I've a form like this and if the user selected any value from the dropdown then I want to fetch the details from the database based on that value. Suppose say if the user selected Name 2 from the dropdown then I should automatically fill the fields address & phone that are relevant to Name 2. Also I'm unable to get the value $_POST['name']. I've tried but no luck. Here is my code. Please suggest me if is there any other way to achieve it.
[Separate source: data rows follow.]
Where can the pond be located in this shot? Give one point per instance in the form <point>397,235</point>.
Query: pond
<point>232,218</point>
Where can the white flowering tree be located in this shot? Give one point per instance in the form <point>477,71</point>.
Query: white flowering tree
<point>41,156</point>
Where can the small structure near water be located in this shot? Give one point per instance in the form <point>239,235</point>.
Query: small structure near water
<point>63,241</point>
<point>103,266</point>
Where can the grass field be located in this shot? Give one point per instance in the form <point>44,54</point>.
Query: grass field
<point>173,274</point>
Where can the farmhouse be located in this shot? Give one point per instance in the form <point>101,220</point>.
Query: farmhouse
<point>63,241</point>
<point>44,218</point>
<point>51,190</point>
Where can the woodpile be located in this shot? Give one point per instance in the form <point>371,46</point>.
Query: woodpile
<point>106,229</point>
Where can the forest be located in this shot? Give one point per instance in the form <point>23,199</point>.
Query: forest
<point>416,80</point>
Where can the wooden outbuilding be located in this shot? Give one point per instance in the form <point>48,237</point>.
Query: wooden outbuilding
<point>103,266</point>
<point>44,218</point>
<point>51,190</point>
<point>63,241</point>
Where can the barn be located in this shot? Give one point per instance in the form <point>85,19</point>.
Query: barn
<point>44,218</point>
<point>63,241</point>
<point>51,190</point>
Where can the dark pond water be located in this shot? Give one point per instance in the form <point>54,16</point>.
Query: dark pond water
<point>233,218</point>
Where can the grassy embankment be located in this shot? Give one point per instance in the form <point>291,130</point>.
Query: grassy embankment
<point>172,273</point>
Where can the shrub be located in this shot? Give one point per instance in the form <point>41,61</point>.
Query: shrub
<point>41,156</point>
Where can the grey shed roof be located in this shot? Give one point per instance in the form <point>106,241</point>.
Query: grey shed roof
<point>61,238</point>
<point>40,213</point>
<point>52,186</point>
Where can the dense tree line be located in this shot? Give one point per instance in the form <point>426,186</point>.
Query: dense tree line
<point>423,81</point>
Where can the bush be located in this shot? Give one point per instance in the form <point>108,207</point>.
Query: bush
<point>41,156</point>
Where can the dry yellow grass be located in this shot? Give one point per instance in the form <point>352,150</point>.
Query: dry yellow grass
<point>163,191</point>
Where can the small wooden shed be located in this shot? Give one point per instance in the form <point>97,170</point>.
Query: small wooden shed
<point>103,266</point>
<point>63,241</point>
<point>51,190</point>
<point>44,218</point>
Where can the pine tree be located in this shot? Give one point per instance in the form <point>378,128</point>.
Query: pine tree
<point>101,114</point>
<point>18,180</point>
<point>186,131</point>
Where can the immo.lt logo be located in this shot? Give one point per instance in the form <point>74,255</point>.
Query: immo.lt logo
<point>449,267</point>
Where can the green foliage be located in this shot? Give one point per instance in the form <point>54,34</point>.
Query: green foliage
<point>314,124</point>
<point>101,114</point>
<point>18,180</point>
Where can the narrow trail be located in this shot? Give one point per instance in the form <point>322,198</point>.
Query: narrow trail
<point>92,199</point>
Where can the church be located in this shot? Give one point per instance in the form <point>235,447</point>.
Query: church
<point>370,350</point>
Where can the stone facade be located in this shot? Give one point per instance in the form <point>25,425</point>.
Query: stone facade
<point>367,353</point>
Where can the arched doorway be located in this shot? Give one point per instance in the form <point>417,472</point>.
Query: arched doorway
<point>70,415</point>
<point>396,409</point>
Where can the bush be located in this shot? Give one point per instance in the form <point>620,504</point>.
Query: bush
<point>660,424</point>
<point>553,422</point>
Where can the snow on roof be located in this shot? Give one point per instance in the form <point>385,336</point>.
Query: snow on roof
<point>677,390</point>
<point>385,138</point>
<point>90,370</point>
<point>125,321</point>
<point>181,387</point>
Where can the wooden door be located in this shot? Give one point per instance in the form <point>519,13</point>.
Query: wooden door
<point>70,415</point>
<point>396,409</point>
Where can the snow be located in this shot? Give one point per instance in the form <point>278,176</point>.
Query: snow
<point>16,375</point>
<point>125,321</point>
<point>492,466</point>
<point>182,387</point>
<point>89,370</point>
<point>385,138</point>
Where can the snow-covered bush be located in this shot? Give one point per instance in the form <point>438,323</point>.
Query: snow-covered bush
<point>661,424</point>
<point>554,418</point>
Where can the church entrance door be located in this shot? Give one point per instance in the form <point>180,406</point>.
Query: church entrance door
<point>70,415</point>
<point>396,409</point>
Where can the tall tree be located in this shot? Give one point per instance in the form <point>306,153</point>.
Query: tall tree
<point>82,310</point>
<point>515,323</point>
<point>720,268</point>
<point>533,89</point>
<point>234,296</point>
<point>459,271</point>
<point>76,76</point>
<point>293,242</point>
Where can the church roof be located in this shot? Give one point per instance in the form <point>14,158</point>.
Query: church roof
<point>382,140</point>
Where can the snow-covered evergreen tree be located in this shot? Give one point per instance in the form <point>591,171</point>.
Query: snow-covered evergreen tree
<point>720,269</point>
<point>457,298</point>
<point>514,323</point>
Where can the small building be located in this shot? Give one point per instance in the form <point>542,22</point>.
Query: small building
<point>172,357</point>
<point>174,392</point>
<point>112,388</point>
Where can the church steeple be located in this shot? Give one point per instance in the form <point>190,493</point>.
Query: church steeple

Thank you.

HTML

<select id="name" name="name">
    <option value="1">Name 1</option>
    <option value="2">Name 2</option>
    <option value="3">Name 3</option>
    <option value="4">Name 4</option>
    <option value="5">Name 5</option>
</select>

<input type="text" name="address" id="address" />
<input type="text" name="phone" id="phone" />

jQuery

$(document).ready(function () {
    $('#name').change(function(){
        var name = $(this).val();
        var dataString = "name=" + name;
        alert (dataString);
        $.ajax ({
            type: "POST",
            url: "test.php",
            data: dataString,
            dataType: json,
            success: function(data) {
                $('#address').val(data.address);
                $('#phone').val(data.phone);
            }
        });
    });
});

PHP

<?php

ini_set('display_errors',1); // enable php error display for easy trouble shooting
error_reporting(E_ALL); // set error display to all

include "connect.php";

if (ISSET($_POST['name'])) {

    $ref = $_POST['name'];

    $query = $con->query("SELECT * FROM test WHERE id = '$ref' LIMIT 1");
    $row = $query->fetch_assoc();

    $address = $row['address'];
    $phone = $row['phone'];

    $json = array('address' => $address, 'phone' => $phone);
    echo json_encode($json);
}

$con->close();
?>

Answer 1

HTML

<form>
<select id="name" name="name">
    <option value="1">Name 1</option>
    <option value="2">Name 2</option>
    <option value="3">Name 3</option>
    <option value="4">Name 4</option>
    <option value="5">Name 5</option>
</select>
</form>

<input type="text" name="address" id="address" />
<input type="text" name="phone" id="phone" />

jQuery

$('#account_head').change(function(){
    var name = $(this).val();
    var dataString = "name=" + name;
    $.ajax ({
        type: "POST",
        url: "get_results.php",
        data: dataString,
        dataType: 'json',
        success: function(data) {
            // console.debug(data);
            $('#agent').val(data.agent);
            $('#tin').val(data.tin);
            $('#address').val(data.address);
        }
    });
});

PHP

<?php
if (ISSET($_POST)) {
    $ref = $_POST['name'];

    $query = $con->query("SELECT * FROM test WHERE id = '$ref' LIMIT 1");
    $row = $query->fetch_assoc();

    $address = $row['address'];
    $phone = $row['phone'];
    $json = array('address' => $address, 'phone' => $phone);
    echo json_encode($json);
}
?>

Answer 2

dataType: json, needs to be dataType: "json",

Showing the retrieved data using val() will work perfectly fine; I'll just question whether an <input> is suitable for output.

Answer 3

Change this

dataType: json,
  $('#address').val(data.address);
   $('#phone').val(data.phone);

to

dataType: 'json',
  $('#address').html(data.address);
            $('#phone').html(data.phone);

Answer 4

You should use another method to display the values, .val(value) just sets a value in the element's tag. You could use .text(value), .html(value) instead.